Her short story collections include Laments for the Living and After Such Pleasures, she published poetry in volumes titled Enough Rope, Sunset Gun, and Death and Taxes, and Constant Reader contains many of the book reviews she wrote for the New Yorker. Parker later worked on stage and film scripts, including A Star Is Born, the screenplay of which was nominated for an Academy Award.
3. S. J. Perelman
This master parodist, considered the pioneering American surrealist, is noted for his wordplay, including metaphors, non sequiturs, and obscure references and terms, and is celebrated overall for his devotion to the absurd. Perhaps you need to know nothing more than that he was the screenwriter for several of the best Marx Brothers films.
His works, more accurately referred to as sketches than short stories, are collected under such titles as Acres and Pains (about the ordeal of owning a Pennsylvania farm) and Crazy Like a Fox — or go for the obvious with The Best of S. J. Perelman. His talent declined as he grew older, but his best is among the best.
4. George S. Kaufman
Kaufman’s humor wasn’t written to be read — he was a prolific playwright and sometime screenwriter — but his scripts are exemplars of writing that induces laughter. Usually in collaboration with one or more other writers — his professional partners included Edna Ferber, George and Ira Gershwin, Moss Hart, and Morrie Ryskind — he wrote (and directed and produced) many enduring stage plays and musicals, though he was said to dislike the latter art form.

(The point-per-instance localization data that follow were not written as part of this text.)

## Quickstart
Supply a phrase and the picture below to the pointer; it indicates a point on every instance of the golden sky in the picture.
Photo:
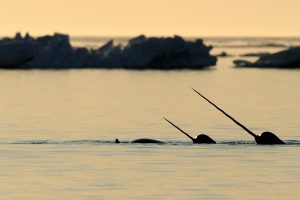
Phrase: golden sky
(151, 17)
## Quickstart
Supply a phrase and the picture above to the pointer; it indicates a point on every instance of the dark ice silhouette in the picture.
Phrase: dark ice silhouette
(56, 52)
(287, 59)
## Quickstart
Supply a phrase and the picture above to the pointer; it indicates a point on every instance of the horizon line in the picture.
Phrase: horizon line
(155, 35)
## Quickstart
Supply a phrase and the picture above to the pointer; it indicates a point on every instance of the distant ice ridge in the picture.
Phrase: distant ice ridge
(56, 52)
(289, 58)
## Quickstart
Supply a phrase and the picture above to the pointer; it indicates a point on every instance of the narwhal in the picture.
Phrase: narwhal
(264, 138)
(143, 141)
(200, 139)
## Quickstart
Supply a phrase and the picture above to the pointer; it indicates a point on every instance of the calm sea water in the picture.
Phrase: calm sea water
(57, 130)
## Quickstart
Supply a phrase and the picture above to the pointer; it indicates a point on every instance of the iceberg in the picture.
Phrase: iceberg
(286, 59)
(56, 52)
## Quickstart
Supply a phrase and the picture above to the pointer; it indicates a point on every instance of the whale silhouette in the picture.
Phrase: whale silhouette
(264, 138)
(143, 141)
(200, 139)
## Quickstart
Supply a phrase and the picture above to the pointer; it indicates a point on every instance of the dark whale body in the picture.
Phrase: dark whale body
(143, 141)
(203, 139)
(264, 138)
(200, 139)
(147, 140)
(268, 138)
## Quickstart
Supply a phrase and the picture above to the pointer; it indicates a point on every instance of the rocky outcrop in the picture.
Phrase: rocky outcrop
(56, 52)
(289, 58)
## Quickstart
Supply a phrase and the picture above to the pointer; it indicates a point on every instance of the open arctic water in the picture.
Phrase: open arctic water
(57, 131)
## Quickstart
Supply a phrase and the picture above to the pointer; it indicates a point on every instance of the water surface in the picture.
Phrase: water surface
(57, 130)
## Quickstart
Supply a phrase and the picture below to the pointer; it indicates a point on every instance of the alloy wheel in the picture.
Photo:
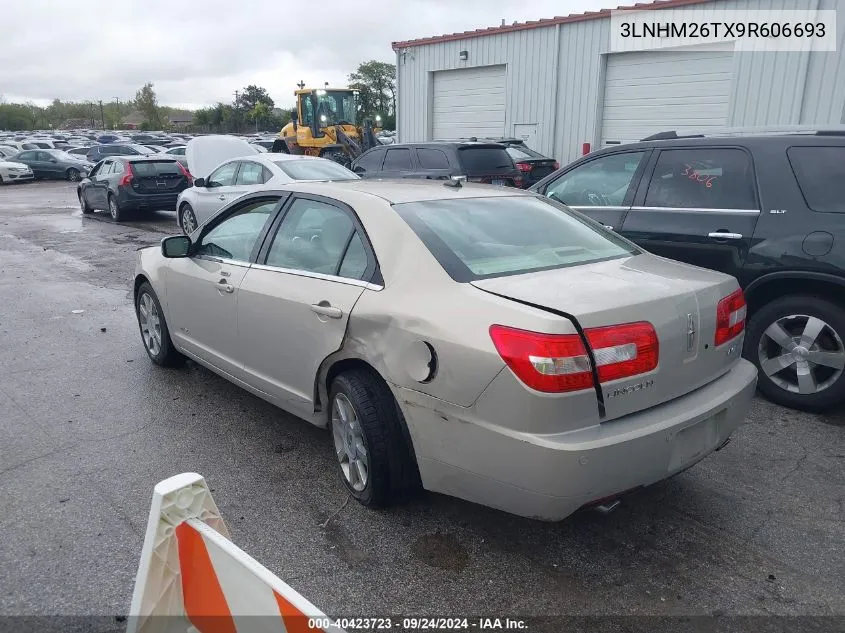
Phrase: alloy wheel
(150, 322)
(349, 444)
(801, 354)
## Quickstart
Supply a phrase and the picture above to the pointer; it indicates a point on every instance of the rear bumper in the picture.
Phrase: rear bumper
(143, 202)
(549, 477)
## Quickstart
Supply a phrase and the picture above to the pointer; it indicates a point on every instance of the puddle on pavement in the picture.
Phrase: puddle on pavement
(442, 551)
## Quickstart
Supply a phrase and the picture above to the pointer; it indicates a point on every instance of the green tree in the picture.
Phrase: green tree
(376, 85)
(146, 101)
(251, 96)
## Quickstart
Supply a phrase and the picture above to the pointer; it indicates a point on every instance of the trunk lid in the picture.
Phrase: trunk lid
(679, 300)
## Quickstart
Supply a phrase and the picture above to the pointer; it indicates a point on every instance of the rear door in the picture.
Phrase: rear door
(295, 302)
(602, 187)
(698, 205)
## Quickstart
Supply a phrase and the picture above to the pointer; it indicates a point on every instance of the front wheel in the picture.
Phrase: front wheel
(154, 332)
(797, 344)
(376, 463)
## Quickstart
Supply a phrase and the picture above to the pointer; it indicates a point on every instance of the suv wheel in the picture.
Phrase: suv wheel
(797, 344)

He shared the Pulitzer Prize for the comedy You Can’t Take It with You and the musical Of Thee I Sing! Other memorable works include Dinner at Eight, Stage Door, and The Man Who Came to Dinner (all of which, like You Can’t Take It with You, were adapted for the screen, all to great acclaim).
5. James Thurber
This American writer and cartoonist, who as a result of a childhood accident lost an eye and was nearly blind in the other, produced an impressive array of wryly amusing stories and illustrations. The book of short stories that brought him fame is called My Life and Hard Times; he also wrote some essays about language, including “The New Vocabularianism,” “The Spreading ‘You Know,’” and “What Do You Mean It Was Brillig?”
He also cowrote a stage play (later adapted into a film) called The Male Animal, and late in life appeared in the theatrical revue A Thurber Carnival, based on his stories, in a segment called “File and Forget.” He is best known for his short story “The Secret Life of Walter Mitty” (loosely — and, to Thurber’s mind, poorly — adapted into a movie), about a timid daydreamer.
Thurber is the only person on this list who was not a member of the loose-knit assemblage of wits who formed the Algonquin Round Table (named after the New York City hotel they frequently dined at), whose members sometimes collaborated creatively. (He was, in fact, a critic of the group’s sometimes vicious practical jokes — and some of its members, including Dorothy Parker, later disparaged it as well.)